Designing Database Schemas for Time-Series Data
Published: April 5, 2026 | Category: Architecture
As the world becomes more instrumented—from IoT sensors to high-frequency trading—the need to store and query "Time-Series" data has exploded. Unlike traditional relational data, time-series data is characterized by its append-only nature and the critical importance of the timestamp as a primary axis.
The Golden Rule: Use UTC
The most important rule in database design is to always store timestamps in UTC. Never store local time in your primary data records. Local time depends on offset, daylight saving transitions, and political changes. Storing a Unix timestamp (integer) or an ISO 8601 UTC string ensures that your data remains unambiguous and easily sortable across global regions.
Relational vs.
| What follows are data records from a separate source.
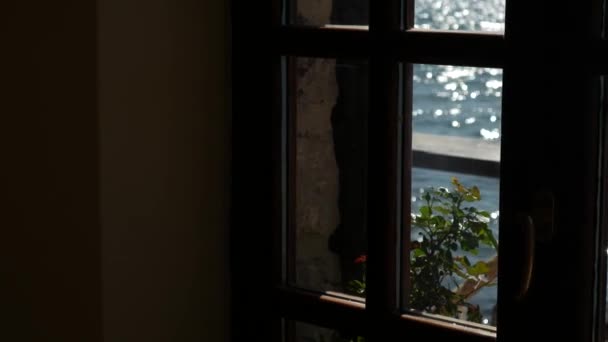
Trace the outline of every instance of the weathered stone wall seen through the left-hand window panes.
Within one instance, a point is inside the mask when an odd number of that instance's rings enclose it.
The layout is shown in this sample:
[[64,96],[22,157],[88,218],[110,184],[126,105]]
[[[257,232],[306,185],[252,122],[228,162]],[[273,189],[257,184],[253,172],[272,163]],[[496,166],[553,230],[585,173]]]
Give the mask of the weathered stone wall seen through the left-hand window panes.
[[[367,0],[293,0],[297,24],[367,23]],[[295,281],[343,292],[360,276],[365,250],[367,68],[333,59],[295,63]],[[358,267],[358,268],[357,268]],[[335,332],[299,325],[296,341],[333,341]]]

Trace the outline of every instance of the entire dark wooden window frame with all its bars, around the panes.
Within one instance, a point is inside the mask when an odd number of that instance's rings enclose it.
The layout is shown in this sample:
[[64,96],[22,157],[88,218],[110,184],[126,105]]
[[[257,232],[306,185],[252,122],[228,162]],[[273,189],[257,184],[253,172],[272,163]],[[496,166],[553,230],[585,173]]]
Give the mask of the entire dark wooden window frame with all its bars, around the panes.
[[[300,320],[369,341],[602,341],[608,167],[603,1],[563,6],[507,0],[504,35],[411,29],[413,0],[403,4],[370,1],[369,30],[359,30],[284,25],[288,11],[279,0],[232,2],[233,340],[278,341],[284,320]],[[374,201],[367,202],[367,226],[374,229],[366,233],[365,305],[286,285],[287,56],[369,65],[367,196]],[[396,246],[407,248],[400,240],[409,236],[410,210],[397,198],[409,191],[413,158],[397,152],[411,151],[411,111],[403,110],[411,107],[411,63],[504,70],[497,337],[401,310],[408,273]],[[529,295],[517,301],[523,264],[518,217],[534,215],[539,192],[555,199],[552,234],[536,243]],[[563,279],[564,272],[573,281]]]

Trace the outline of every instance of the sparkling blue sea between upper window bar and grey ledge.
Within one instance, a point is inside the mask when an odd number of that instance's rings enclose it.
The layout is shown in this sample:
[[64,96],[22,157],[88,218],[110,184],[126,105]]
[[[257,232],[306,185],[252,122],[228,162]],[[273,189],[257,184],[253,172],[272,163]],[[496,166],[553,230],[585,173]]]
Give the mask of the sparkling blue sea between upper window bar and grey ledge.
[[413,85],[414,132],[499,145],[501,69],[417,64]]

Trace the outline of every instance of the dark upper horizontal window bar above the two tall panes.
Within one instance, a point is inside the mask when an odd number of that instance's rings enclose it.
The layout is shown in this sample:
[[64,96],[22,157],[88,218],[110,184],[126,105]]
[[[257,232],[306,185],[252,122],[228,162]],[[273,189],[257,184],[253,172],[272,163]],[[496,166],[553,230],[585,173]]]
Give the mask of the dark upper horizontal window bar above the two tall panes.
[[505,40],[488,33],[410,30],[376,35],[362,26],[280,27],[275,53],[311,57],[368,57],[381,53],[408,63],[502,67]]

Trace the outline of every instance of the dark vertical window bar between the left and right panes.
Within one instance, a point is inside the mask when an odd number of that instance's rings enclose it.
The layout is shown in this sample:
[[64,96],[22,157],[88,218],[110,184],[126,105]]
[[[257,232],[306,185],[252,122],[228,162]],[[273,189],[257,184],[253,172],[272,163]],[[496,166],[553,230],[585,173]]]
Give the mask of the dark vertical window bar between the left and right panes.
[[[370,111],[368,118],[368,259],[367,300],[370,326],[379,327],[398,310],[397,196],[399,175],[398,88],[396,59],[386,46],[401,27],[401,0],[370,1]],[[390,338],[389,329],[374,329],[371,341]]]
Purpose-Built
While PostgreSQL and MySQL can handle time-series data using partitioning and indexing, high-volume applications often turn to purpose-built databases like InfluxDB, TimescaleDB, or Amazon Timestream.
- Compression: Time-series databases use specialized compression (like Delta-of-Delta encoding) to reduce storage by up to 90%.
- Retention Policies: Automatic deletion or downsampling of old data (e.g., keeping per-second data for a day, but per-minute data for a year).
Indexing for Time
In a time-series table, the timestamp should almost always be part of the primary index. In PostgreSQL, using BRIN (Block Range INdexes) is particularly effective for time-ordered data, as it is much smaller than a B-Tree index while remaining extremely fast for range queries.
Common Schema Patterns
-- The 'Narrow' Table (Highest flexibility)
CREATE TABLE sensor_data (
time TIMESTAMP WITH TIME ZONE NOT NULL,
sensor_id INT,
value DOUBLE PRECISION
);
-- The 'Wide' Table (Optimized for specific dashboards)
CREATE TABLE weather_metrics (
time TIMESTAMP WITH TIME ZONE NOT NULL,
temperature DOUBLE,
humidity DOUBLE,
pressure DOUBLE
);
Conclusion
Good time-series design requires thinking about the lifecycle of the data. By choosing the right storage engine, enforcing UTC, and implementing smart retention policies, you can build systems that scale to billions of events while maintaining sub-second query performance.